Clean and flush the system
This leads me to a few important points to keep in mind. Firstly, always clean and flush a new system prior to filling it with fresh glycol solution. Make sure to leave technical data sheets, maintenance/testing information, and supplier name and contact information in a readily accessible location for the owner and future technicians to reference. I’d suggest a recommended service interval where you will come back to test and adjust the heating fluid – a reminder card is a great idea. Do not leave extra glycol or mix behind unless you personally discuss it with the owner and ensure it is stored safely in a clearly labelled container.
When topping up a system to replace lost glycol, make sure to use the same product that is already in the system. If you don’t know what is already is installed – drain, clean, flush, and start over to avoid this in the future. Proper disposal of used heating system fluids is the responsibility of the contractor and shouldn’t be dumped in storm or sanitary sewers, on the ground, or in bodies of water.
It is often difficult to find out where to dispose of this stuff. For those in the Hydronics business, I’d suggest doing some research ahead of time and find out where to take it. Also, document the associated disposal fees to justify an enviro-disposal charge to add to your bill. Advise your customer prior to draining and be prepared to pack up your tools if they object to paying the fee.
It should also be noted that there are minimum and maximum recommended concentrations of glycol in solution and special glycol mixes for specific applications. For all practical purposes, 50 per cent glycol is considered the maximum dose in residential and light commercial systems. Solutions of less than 30 per cent glycol lack sufficient inhibitor protection and should have their inhibitor levels adjusted – contact the manufacturer for their requirements and procedures for testing the inhibitors.
For glycol solutions intended for use in geo-exchange systems, they are typically pre-mixed with inhibitors designed to work at 20 per cent glycol.
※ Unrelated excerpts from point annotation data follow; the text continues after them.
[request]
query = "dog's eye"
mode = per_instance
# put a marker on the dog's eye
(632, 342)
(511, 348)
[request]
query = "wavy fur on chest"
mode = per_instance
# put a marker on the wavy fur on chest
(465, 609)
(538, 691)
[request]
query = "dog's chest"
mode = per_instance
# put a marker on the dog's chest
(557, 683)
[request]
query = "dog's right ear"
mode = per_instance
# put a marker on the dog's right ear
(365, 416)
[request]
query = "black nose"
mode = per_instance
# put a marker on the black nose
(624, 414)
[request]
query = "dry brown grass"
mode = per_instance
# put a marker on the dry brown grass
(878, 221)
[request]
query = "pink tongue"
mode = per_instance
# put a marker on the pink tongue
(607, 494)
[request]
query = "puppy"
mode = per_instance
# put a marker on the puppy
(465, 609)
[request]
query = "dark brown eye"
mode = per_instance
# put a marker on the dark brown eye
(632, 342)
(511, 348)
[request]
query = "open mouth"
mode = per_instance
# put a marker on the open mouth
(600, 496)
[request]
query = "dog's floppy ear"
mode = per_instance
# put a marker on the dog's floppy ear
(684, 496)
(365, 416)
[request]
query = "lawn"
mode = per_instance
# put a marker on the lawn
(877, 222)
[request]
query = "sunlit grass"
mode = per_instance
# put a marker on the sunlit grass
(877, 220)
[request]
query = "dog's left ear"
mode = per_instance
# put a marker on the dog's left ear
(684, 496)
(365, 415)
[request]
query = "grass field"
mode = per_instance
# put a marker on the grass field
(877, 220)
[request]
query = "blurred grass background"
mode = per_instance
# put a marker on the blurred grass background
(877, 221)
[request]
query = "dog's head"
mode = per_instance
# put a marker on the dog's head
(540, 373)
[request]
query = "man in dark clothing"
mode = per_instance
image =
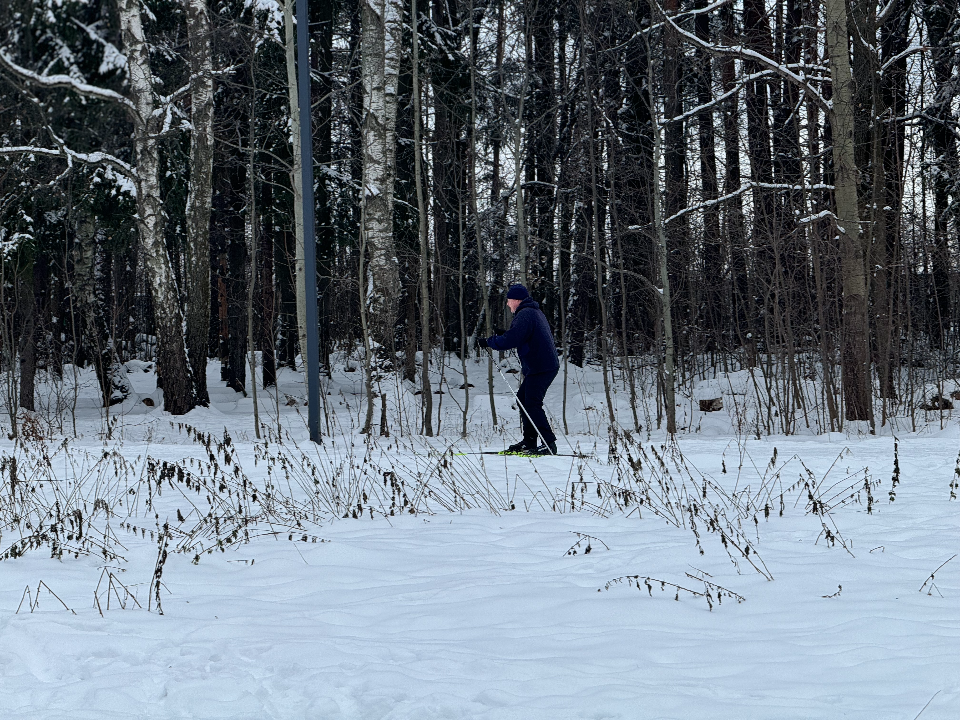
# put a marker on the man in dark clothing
(530, 334)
Solar thermal glycol solutions are specially designed with inhibitors and stabilizers to stand up to the extreme high temperatures often found in stagnant solar panels and need more frequent testing.
Glycol increases fluid viscosity and reduces heat transfer and heat carrying capacity. The system designs need to be adjusted to take these factors into account. Make sure to use treated water when you must mix solutions on-site, or better yet, purchase pre-mixed glycol solutions.
To be more efficient, I’d suggest purchasing or building a flush-and-fill cart. You can also use a glycol feeder tank instead of all the freshwater feed PRV and backflow gear.